Copyright Notice
This text is copyright by InfoStrada Communications, Inc., and is used with their permission. Further distribution or use is not permitted.This text has appeared in an edited form in Linux Magazine magazine. However, the version you are reading here is as the author originally submitted the article for publication, not after their editors applied their creativity.
Please read all the information in the table of contents before using this article.
![]() |
Download this listing! | ![]() |
![]() |
![]() |
Linux Magazine Column 78 (Feb 2006)
[Suggested title: ``Using a database for a web server log (part 2)'']
In [last month's column], I showed how my Apache2 processes are using mod_perl2 to write logging information to a logger process. Let's continue that description with information about the logger process.

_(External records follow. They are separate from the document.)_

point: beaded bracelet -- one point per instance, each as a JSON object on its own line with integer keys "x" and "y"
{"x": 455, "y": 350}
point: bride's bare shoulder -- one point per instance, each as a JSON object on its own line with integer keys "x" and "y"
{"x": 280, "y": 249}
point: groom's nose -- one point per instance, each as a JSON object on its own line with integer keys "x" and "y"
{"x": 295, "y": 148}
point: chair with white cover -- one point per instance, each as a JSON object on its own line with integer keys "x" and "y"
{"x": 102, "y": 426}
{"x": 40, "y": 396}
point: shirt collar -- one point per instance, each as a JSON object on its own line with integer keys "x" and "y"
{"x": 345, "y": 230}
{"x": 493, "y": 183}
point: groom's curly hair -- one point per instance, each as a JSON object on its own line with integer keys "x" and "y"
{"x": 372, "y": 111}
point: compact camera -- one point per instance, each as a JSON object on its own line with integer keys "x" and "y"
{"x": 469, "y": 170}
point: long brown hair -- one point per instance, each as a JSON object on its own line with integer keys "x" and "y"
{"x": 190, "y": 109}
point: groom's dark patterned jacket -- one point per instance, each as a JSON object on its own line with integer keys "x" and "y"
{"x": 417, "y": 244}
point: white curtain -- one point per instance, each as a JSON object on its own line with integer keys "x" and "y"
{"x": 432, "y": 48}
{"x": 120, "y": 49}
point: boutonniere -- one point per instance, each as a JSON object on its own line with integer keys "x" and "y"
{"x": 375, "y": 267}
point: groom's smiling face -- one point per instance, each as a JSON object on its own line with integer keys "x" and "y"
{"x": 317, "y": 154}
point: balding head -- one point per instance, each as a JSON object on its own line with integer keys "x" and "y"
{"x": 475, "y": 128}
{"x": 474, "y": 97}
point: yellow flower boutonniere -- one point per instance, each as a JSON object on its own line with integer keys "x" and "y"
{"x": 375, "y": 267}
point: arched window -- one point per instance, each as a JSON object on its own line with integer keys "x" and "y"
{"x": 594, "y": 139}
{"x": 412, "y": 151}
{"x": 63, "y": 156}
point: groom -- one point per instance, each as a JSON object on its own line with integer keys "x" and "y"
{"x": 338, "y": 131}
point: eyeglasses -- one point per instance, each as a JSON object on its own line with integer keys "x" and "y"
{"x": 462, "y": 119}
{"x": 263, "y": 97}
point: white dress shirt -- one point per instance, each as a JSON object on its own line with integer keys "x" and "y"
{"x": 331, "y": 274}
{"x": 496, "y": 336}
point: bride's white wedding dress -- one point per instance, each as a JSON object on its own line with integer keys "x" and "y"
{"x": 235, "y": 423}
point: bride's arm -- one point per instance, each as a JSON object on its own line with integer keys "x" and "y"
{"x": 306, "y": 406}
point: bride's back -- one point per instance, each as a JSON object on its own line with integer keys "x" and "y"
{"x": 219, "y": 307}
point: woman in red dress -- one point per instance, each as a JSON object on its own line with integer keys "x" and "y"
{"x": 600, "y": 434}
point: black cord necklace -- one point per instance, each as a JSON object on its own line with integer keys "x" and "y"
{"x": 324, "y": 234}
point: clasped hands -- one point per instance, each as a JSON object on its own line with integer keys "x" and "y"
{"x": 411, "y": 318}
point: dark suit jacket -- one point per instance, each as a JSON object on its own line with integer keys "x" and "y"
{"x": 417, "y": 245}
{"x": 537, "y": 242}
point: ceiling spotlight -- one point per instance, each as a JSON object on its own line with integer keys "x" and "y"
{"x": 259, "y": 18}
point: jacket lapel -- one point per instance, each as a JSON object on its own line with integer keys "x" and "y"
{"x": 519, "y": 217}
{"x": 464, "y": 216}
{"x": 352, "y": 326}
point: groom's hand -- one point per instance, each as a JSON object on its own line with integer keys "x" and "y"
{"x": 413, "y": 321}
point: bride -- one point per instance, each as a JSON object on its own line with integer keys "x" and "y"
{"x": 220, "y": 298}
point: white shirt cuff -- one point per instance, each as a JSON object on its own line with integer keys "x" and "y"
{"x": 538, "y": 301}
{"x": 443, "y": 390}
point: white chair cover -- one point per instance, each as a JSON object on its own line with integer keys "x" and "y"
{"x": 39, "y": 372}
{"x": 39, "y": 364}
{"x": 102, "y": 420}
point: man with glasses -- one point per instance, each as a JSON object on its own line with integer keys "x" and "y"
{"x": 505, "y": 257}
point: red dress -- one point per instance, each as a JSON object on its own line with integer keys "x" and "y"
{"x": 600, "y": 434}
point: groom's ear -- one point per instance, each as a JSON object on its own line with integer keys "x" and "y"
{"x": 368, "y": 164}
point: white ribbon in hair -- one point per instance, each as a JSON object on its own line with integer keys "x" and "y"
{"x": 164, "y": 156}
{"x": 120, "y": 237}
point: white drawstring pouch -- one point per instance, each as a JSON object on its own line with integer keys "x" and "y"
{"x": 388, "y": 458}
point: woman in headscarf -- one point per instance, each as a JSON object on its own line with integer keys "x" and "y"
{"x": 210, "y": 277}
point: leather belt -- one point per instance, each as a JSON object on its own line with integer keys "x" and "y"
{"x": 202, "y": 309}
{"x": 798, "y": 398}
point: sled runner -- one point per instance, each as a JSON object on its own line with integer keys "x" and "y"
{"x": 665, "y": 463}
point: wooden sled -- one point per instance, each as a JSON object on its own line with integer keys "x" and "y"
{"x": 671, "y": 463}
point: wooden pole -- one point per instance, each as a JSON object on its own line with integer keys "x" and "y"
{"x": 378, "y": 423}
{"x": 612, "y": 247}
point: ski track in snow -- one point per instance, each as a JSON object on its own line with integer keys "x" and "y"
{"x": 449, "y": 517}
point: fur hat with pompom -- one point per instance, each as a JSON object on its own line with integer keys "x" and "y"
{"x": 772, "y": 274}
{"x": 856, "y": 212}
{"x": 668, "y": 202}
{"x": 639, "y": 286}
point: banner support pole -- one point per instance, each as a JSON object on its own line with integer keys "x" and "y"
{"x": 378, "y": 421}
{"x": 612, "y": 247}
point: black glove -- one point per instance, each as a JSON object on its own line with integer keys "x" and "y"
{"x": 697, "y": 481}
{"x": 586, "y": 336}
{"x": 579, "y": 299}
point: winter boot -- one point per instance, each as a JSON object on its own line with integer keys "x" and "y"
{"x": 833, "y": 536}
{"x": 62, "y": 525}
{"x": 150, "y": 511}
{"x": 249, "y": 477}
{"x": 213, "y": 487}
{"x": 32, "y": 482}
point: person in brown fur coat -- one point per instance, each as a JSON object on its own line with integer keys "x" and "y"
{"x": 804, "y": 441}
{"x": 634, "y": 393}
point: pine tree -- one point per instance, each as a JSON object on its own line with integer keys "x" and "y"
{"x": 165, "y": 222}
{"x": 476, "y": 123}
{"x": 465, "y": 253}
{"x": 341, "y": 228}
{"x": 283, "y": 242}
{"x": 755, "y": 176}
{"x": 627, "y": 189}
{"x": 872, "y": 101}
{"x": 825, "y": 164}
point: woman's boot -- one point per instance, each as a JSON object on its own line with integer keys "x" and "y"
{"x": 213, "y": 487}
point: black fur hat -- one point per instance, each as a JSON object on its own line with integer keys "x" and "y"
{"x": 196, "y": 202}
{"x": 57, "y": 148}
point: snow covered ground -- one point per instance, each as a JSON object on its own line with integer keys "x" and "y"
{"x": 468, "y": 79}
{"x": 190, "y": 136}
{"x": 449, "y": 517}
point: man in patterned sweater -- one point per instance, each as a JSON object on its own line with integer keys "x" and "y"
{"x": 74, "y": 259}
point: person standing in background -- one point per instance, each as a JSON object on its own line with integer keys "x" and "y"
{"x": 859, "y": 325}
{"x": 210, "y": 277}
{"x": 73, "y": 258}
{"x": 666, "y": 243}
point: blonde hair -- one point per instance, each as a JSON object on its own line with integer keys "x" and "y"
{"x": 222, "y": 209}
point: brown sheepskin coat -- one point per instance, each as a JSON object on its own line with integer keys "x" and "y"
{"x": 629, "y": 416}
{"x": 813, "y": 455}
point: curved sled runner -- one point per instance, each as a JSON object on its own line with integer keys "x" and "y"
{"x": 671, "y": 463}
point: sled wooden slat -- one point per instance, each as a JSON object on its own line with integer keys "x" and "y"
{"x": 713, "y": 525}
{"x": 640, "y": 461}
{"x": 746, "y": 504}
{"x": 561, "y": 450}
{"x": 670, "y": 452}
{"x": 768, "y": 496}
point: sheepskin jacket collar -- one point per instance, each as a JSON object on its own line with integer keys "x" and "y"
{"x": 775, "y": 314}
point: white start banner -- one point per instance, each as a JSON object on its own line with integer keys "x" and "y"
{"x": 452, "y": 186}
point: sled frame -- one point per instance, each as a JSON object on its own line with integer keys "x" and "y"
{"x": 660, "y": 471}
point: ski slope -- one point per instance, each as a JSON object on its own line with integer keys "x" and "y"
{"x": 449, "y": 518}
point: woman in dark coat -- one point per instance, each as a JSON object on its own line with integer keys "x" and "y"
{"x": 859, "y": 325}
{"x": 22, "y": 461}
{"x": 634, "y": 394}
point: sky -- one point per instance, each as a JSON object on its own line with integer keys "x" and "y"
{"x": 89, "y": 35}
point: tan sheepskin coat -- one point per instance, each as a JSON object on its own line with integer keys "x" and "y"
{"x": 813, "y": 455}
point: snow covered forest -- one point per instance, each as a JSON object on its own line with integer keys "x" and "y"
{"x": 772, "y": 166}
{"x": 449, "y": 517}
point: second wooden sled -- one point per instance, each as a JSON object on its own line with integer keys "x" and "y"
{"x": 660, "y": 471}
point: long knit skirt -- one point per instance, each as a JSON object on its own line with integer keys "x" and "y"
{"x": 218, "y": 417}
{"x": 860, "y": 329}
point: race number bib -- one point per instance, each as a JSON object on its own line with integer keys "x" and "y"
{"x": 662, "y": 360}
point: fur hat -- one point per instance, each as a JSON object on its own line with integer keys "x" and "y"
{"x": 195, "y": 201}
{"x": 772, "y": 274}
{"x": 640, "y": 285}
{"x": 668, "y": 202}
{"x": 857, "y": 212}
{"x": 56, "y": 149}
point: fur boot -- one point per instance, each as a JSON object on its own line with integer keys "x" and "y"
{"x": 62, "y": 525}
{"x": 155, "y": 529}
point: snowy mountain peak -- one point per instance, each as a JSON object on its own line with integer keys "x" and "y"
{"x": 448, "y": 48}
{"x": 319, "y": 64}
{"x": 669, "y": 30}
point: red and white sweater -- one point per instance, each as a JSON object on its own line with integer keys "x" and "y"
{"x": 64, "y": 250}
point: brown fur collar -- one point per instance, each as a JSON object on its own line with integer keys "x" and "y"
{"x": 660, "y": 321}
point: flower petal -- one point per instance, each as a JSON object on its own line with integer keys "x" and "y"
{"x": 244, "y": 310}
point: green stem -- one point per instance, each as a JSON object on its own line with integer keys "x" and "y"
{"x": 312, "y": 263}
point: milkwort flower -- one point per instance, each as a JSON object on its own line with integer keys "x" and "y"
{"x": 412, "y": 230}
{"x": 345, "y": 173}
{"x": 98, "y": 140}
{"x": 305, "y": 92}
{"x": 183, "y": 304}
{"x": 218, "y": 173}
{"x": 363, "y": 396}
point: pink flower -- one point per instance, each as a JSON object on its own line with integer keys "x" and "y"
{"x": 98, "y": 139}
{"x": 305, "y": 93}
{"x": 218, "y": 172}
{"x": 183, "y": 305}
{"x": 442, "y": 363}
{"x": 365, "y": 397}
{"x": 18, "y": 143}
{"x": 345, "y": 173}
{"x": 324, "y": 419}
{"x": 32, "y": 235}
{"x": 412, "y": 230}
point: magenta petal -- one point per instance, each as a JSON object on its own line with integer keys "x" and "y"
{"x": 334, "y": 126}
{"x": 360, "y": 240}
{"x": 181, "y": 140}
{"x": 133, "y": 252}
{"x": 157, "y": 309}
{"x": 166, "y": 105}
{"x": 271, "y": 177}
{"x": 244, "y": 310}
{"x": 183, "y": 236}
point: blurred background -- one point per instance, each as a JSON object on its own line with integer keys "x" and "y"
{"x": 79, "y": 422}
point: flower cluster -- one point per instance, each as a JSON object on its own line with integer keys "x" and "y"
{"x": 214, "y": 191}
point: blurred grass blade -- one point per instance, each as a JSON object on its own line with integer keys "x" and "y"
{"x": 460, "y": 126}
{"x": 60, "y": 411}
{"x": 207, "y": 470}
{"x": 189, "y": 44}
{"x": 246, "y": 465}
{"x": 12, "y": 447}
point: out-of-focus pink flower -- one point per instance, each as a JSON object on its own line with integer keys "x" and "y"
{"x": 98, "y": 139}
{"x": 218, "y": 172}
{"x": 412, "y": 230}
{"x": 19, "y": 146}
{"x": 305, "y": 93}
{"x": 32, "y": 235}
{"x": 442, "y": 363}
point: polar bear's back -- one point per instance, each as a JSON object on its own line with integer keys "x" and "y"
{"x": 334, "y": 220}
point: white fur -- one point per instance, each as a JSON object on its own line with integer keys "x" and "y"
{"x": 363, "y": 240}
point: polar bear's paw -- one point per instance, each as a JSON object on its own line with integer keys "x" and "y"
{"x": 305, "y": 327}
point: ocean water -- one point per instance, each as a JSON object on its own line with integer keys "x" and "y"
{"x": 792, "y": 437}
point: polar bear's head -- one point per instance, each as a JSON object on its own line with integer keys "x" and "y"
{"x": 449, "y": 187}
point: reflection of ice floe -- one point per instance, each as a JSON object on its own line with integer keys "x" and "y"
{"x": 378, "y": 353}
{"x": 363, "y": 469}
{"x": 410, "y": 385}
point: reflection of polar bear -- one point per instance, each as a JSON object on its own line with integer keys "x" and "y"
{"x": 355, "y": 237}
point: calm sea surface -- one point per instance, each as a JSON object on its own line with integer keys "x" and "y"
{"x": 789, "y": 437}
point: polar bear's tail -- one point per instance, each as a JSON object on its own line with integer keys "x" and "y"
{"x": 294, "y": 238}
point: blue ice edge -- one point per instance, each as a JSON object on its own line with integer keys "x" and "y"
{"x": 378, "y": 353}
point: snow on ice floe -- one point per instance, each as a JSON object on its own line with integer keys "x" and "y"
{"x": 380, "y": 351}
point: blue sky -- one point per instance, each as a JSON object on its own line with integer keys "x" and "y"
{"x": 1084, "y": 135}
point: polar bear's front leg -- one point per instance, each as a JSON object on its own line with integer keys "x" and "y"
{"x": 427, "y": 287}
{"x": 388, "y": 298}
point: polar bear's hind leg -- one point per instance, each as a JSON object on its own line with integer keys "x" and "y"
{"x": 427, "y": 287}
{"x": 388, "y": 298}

The logger is launched with its STDIN
connected to a pipe created
by the master Apache process. As Apache forks each server child, this
pipe is shared, thus making the logger's input available to all
children.
During the logging phase, each child writes a line to this shared pipe that looks like:
<field1=hexvalue field2=hexvalue field3=hexvalue>
where each of the field names correspond to a column in the logging database, and the hexvalues will be their corresponding value.
Each server child process is writing to this pipe asynchronously, without performing any sort of locking. However, most modern Unix-like systems guarantee that such writes under a certain size (typically 4096 bytes) are performed atomically, which means that the logger process should get data with no fear of being intermixed. However, note that each record is bracketed by a less-than and greater-than mark. We can double check that we've gotten a complete record by looking for these marks. In the months that I've been using this system, I have not yet seen a failed record, so I believe this system to be reasonably safe.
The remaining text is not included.